While considerable emphasis has been placed herein on the particular features of this disclosure, it will be appreciated that various modifications can be made, and that many changes can be made in the preferred embodiment without departing from the principles of the disclosure. These and other modifications in the nature of the disclosure or the preferred embodiments will be apparent to those skilled in the art from the disclosure herein, whereby it is to be distinctly understood that the foregoing descriptive matter is to be interpreted merely as illustrative of the disclosure and not as a limitation.
Having described and illustrated the principles of the present disclosure with reference to the described embodiments, it will be recognized that the described embodiments can be modified in arrangement and detail without departing from the scope of such principles.
,CLAIMS:I CLAIM:
1. A pharmaceutical composition having potency in the range of 2c to 250c comprising, a potentized mixture of at least two compounds selected from,
i. Hydrogen peroxide;
ii. Nle4,DPhe7-a-melanocyte-stimulating hormone;
iii. Kojic acid; and
iv. 6-biopterin.
2. The composition as claimed in claim 1, wherein the potency of said composition is in the range of 6c- 200c.
3. A process for preparing a composition, said process comprising the following steps:
i. mixing a predetermined quantity of at least two compounds selected from Hydrogen peroxide, Nle4,DPhe7-a-melanocyte-stimulating hormone, Kojic acid, and 6-biopterin in a vehicle to obtain a homogeneous mixture;
ii. diluting said homogeneous mixture with said vehicle to obtain a potentized primary dilution; and
iii. serially diluting said potentized primary dilution with said vehicle to obtain the composition having potency in the range of 2c to 250c.

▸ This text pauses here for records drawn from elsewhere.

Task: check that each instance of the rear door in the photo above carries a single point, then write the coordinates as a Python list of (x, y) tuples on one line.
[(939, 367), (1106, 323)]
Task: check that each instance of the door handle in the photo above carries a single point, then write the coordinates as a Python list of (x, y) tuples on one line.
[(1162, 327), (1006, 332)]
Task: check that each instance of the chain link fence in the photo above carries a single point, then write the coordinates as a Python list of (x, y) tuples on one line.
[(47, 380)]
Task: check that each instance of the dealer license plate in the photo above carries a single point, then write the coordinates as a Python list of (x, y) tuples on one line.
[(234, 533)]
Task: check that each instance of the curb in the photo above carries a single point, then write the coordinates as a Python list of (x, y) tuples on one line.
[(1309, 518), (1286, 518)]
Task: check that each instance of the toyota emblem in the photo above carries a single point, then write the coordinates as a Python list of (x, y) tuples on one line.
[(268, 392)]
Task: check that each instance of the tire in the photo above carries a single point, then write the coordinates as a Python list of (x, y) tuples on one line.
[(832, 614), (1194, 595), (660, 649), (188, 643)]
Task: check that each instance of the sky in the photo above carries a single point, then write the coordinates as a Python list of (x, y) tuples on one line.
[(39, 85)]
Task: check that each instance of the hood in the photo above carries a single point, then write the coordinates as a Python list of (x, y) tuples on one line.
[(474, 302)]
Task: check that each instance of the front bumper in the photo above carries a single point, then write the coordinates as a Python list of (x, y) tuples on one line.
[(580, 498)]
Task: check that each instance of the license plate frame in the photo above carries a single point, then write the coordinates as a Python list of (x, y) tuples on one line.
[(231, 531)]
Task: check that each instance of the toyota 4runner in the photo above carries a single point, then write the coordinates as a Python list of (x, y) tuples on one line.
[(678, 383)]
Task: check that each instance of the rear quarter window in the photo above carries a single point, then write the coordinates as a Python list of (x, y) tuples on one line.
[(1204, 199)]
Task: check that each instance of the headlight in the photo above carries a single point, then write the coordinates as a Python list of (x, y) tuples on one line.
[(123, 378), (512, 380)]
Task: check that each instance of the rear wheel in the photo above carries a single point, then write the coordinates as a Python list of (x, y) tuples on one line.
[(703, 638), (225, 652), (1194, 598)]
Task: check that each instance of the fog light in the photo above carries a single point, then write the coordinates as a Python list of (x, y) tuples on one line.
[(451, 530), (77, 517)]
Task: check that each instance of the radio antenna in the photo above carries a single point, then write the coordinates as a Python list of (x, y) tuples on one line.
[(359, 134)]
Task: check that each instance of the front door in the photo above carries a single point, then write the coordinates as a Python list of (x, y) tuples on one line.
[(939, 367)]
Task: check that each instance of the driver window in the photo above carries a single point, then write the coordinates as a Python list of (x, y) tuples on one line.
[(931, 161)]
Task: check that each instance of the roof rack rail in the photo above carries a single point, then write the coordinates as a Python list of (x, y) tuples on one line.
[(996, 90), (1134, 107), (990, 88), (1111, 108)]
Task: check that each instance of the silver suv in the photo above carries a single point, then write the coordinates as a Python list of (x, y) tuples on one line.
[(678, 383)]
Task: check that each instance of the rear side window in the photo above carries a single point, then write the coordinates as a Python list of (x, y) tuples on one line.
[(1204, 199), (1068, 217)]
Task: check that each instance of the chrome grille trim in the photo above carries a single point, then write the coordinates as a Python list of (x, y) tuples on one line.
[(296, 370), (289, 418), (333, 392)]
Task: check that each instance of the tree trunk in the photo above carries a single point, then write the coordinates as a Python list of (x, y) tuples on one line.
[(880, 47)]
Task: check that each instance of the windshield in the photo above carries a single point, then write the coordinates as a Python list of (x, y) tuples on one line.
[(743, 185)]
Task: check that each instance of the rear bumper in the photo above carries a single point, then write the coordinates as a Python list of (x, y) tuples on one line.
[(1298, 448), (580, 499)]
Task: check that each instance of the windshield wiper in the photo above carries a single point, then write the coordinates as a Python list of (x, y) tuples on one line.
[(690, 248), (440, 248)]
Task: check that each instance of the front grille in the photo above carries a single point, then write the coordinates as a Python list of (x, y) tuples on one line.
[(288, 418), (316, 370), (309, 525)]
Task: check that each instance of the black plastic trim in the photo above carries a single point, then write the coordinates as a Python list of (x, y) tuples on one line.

4. The process as claimed in claim 3, wherein said serial dilution is carried out by using an electro-mechanical potentizer.
5. The process as claimed in claim 3, wherein said at least two compounds are present in an equal proportion.
6. The process as claimed in claim 3, wherein the ratio of a mixture of two compounds to the vehicle is 2:98.
7. The process as claimed in claim 3, wherein the ratio of a mixture of three compounds to the vehicle is 3:97.
8. The process as claimed in claim 3, wherein the ratio of a mixture of four compounds to the vehicle is 4:96.
9. The process as claimed in claim 3, wherein the vehicle is selected from alcohol, and water.
10. The process as claimed in claim 9, wherein the concentration of said alcohol is in the range 10 to 90%.